Circles are perfect.  Just ask the Zen masters who saw the circle as the embodiment of absolute enlightenment.  Called the ensō, this circle represented strength as well as elegance.  It was used to represent both the void and the universe in all its wild complexity and, more recently, has come to be seen as an expression of the moment and the perfect completeness of “now.”

This is all fine and good for representing the perfection of enlightenment.  But what about what comes before?  Better yet – what about that which comes after?

Enlightenment, you see, isn’t the end.

Wait, what?  Isn’t that what this is all about?  Isn’t enlightenment the whole purpose of spiritual evolution?  Isn’t the prospect of enlightenment all about the perfectness of the moment, of that instant when everything becomes clear to you and you finally realize the true nature of reality and the reason that you have been put on this earth?

Of course it is.  But that doesn’t mean that enlightenment is the end.  Becoming enlightened does not mean that you instantaneously become perfect; never have a bad thought or speak a bad word ever again.  In fact, enlightenment is, if you will, simply the beginning, for it isn’t enough to know the true nature of reality; to know the reason that you have been put on this earth and how everything fits into place.  Now that you know it, you have to live it. You have to live your truth and that, quite frankly, can take some doing.

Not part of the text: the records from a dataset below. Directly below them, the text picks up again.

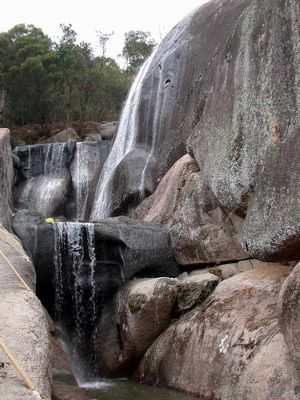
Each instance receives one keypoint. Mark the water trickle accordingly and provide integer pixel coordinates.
(81, 181)
(124, 143)
(53, 156)
(46, 178)
(75, 294)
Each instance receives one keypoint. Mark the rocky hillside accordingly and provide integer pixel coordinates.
(197, 290)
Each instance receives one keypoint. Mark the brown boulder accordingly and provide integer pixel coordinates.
(229, 347)
(201, 230)
(194, 289)
(140, 311)
(289, 314)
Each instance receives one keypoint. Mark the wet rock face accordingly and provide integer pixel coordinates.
(229, 347)
(59, 178)
(85, 170)
(123, 249)
(201, 230)
(6, 178)
(23, 325)
(237, 102)
(133, 181)
(139, 312)
(44, 159)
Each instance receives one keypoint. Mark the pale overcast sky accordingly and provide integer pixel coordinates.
(88, 16)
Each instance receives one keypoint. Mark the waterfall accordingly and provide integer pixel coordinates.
(124, 143)
(81, 180)
(54, 158)
(46, 177)
(75, 295)
(50, 156)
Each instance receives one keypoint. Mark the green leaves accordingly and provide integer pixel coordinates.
(137, 48)
(49, 81)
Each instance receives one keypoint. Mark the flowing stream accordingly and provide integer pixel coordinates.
(124, 143)
(75, 302)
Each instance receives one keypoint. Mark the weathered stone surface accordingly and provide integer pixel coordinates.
(23, 326)
(62, 137)
(201, 230)
(224, 86)
(288, 314)
(140, 311)
(130, 182)
(230, 346)
(6, 178)
(195, 289)
(226, 271)
(85, 170)
(24, 225)
(272, 226)
(45, 195)
(44, 159)
(124, 248)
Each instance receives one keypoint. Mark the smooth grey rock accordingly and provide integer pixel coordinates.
(23, 326)
(25, 226)
(68, 134)
(193, 290)
(126, 187)
(224, 85)
(108, 130)
(44, 194)
(85, 170)
(139, 312)
(44, 159)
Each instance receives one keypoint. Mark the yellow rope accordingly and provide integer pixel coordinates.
(28, 382)
(24, 284)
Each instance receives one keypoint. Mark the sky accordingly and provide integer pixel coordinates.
(89, 16)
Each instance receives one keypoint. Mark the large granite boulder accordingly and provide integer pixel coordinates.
(223, 86)
(229, 347)
(132, 180)
(202, 230)
(93, 257)
(23, 326)
(139, 312)
(6, 178)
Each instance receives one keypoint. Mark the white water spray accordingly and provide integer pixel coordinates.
(124, 143)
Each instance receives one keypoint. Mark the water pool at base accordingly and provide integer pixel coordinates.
(123, 389)
(127, 390)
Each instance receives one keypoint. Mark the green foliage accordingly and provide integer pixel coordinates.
(137, 48)
(47, 82)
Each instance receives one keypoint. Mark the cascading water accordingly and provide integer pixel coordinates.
(75, 295)
(124, 143)
(81, 181)
(44, 178)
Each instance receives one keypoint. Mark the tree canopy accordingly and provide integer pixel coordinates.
(137, 48)
(47, 81)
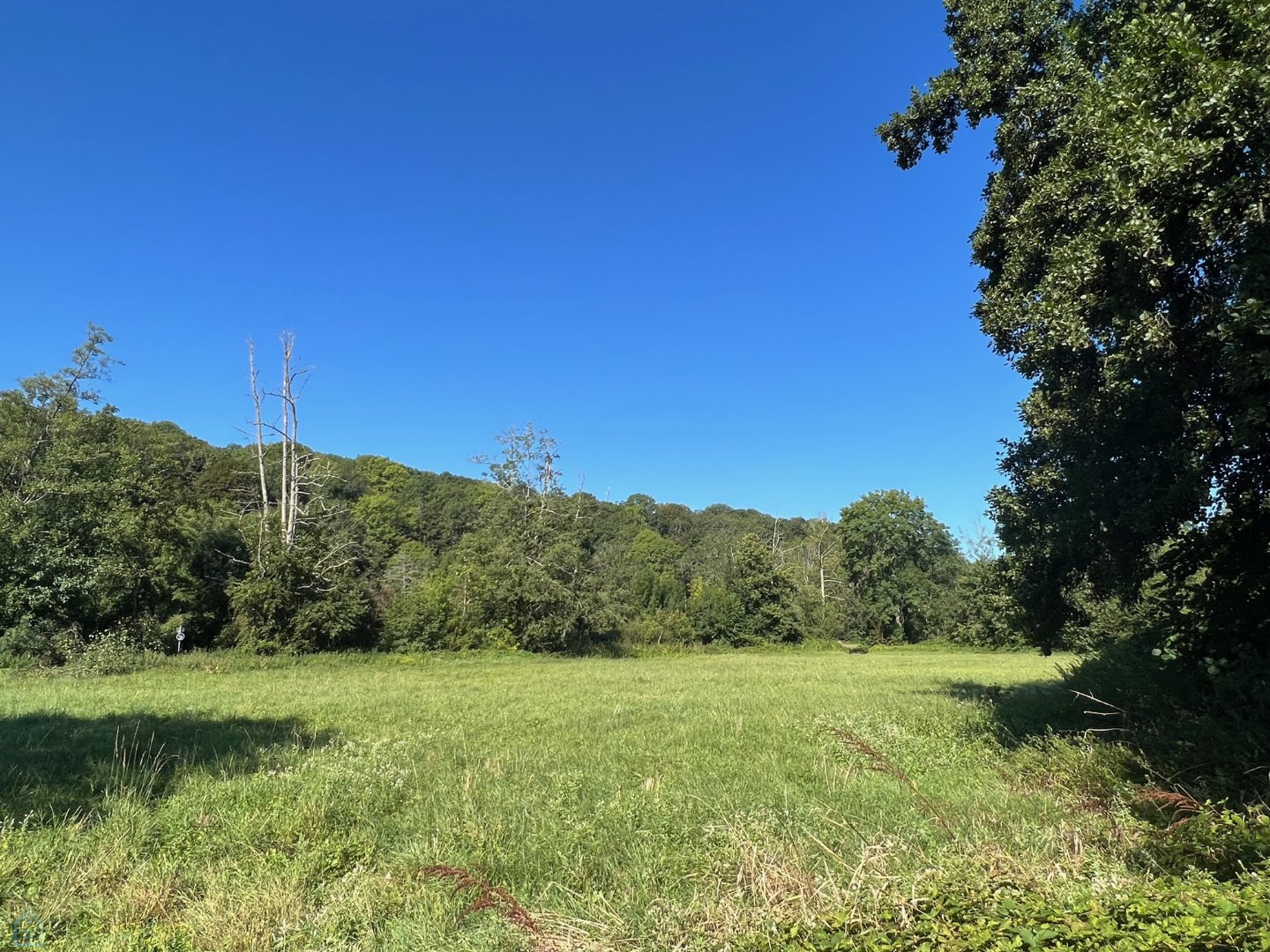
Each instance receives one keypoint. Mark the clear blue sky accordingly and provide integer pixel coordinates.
(661, 228)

In fact, living your truth and the progression that comes after enlightenment can actually be more confusing than what came before, and that is because you are no longer on a journey.  You are no longer following a path to actually get somewhere.  Now that you have got to where you are going you have to create an entirely new life; a new existence; a new reality for yourself, like the pioneers who traveled out west in their covered wagons.  They didn’t always know where they would end up, but once they got to where they were going, it was time to get started on the real work; on creating a life for themselves out of the wilderness they had discovered.  It is the same with enlightenment.

Once you have awakened; once you have become aware of the true nature of reality and of your real reason for existence, you stop searching and begin creating a life based on your new realizations, and that isn’t so much a circle as it is a spiral.

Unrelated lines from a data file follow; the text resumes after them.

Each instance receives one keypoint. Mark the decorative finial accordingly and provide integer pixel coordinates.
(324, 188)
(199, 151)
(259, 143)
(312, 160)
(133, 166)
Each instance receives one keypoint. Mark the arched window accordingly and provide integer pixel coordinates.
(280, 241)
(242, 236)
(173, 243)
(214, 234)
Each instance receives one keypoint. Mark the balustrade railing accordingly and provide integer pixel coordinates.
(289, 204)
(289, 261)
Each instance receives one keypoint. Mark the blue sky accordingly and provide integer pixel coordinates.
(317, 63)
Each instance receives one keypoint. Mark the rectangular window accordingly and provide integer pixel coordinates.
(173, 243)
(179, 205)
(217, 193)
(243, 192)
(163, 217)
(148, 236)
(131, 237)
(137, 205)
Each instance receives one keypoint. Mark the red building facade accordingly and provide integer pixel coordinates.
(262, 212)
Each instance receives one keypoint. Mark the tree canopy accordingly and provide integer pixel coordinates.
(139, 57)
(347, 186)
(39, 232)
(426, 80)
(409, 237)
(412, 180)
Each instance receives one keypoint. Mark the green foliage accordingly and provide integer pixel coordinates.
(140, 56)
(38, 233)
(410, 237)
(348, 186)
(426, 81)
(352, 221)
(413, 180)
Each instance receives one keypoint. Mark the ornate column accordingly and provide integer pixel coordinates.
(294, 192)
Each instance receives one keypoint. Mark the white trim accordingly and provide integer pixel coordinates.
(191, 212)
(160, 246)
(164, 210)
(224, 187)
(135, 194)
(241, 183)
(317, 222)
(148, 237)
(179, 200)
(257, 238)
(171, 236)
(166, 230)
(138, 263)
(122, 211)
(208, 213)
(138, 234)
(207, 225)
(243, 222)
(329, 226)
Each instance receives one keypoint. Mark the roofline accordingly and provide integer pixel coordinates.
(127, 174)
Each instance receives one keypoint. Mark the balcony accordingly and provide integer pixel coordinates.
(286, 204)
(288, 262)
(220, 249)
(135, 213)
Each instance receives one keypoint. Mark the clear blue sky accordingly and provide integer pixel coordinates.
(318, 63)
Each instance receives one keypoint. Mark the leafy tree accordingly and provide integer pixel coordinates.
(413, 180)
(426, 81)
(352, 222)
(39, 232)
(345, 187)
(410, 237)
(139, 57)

Imagine if you will a giant slinky.  A slinky is not much more than a flexible coiled spring whose individual spirals are all part of a much larger whole.  Now, when you condense the spring into its smallest form you see it for what it really is; a slinky.  But when you pull the spirals apart – stretch that flexible spring out to its maximum length, it almost appears that the slinky is made up of individual spirals.

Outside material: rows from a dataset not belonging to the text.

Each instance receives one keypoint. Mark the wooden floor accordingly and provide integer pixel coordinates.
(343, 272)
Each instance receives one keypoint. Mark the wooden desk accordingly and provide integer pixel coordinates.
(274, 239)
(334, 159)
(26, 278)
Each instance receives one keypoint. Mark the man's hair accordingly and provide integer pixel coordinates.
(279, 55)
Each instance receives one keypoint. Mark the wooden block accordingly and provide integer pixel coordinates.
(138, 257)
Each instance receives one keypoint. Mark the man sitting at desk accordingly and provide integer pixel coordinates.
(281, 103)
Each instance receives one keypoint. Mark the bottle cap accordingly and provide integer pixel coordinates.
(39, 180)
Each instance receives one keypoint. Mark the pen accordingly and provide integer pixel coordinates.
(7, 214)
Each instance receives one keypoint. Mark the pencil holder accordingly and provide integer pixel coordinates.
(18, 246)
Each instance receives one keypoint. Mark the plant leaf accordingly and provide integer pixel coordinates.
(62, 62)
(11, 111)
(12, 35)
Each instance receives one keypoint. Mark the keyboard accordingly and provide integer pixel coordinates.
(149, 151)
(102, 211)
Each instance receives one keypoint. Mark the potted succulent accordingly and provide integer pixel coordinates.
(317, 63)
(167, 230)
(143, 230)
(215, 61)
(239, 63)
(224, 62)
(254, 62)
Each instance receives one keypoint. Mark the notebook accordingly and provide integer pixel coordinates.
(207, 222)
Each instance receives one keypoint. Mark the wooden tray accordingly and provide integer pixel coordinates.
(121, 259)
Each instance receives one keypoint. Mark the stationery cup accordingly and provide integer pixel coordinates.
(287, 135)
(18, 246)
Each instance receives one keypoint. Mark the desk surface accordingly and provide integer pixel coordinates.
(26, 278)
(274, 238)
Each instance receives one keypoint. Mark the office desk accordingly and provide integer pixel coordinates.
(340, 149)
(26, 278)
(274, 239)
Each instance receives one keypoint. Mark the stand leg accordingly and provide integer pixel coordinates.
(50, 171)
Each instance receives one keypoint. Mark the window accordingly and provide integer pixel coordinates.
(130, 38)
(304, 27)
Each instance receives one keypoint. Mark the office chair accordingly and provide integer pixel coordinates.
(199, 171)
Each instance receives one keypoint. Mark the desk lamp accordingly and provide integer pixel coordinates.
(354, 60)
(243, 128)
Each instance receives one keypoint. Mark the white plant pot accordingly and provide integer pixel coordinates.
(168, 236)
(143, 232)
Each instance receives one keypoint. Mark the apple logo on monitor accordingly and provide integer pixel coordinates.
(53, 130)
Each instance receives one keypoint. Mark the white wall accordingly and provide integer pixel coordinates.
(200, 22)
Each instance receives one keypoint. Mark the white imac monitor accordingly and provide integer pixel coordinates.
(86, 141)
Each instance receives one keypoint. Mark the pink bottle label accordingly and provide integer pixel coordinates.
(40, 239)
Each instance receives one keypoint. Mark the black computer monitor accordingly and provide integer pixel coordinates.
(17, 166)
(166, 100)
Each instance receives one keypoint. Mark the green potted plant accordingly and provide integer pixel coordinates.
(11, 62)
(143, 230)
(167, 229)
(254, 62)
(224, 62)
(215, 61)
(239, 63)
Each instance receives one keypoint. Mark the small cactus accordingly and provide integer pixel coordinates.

In fact, if you were small enough (and if you turned the slinky on end) you could start at the bottom end of the slinky and slowly but surely walk your way up; spiral after spiral; to the very top.

Congratulations!  You’ve just made a visual picture of the evolution of the soul.

That’s right.  Once you’ve broken free from the infinite loop of habit; of years and lifetimes’ worth of repeating patterns and conditioned responses; once you’ve attained enlightenment as to the real nature of reality and of your place in the universe, then and only then can you start your real journey, the journey that will take you up the spirals of your soul’s spiritual evolution as you create for yourself a life based on those things that you have come to hold dear.

Each level of the spiral is a circle complete and contains within it that reflection of eternity attributed to the ensō.  And yet, as the Zen ensō leaves a small space at the end of the brush stroke completing the circle, so too does a spiral leave a space for the one walking the circle to move up to the next level, completing the circle while transcending it at the same time and integrating everything that was learned in transitioning the circle below into the creation of the life currently being lived.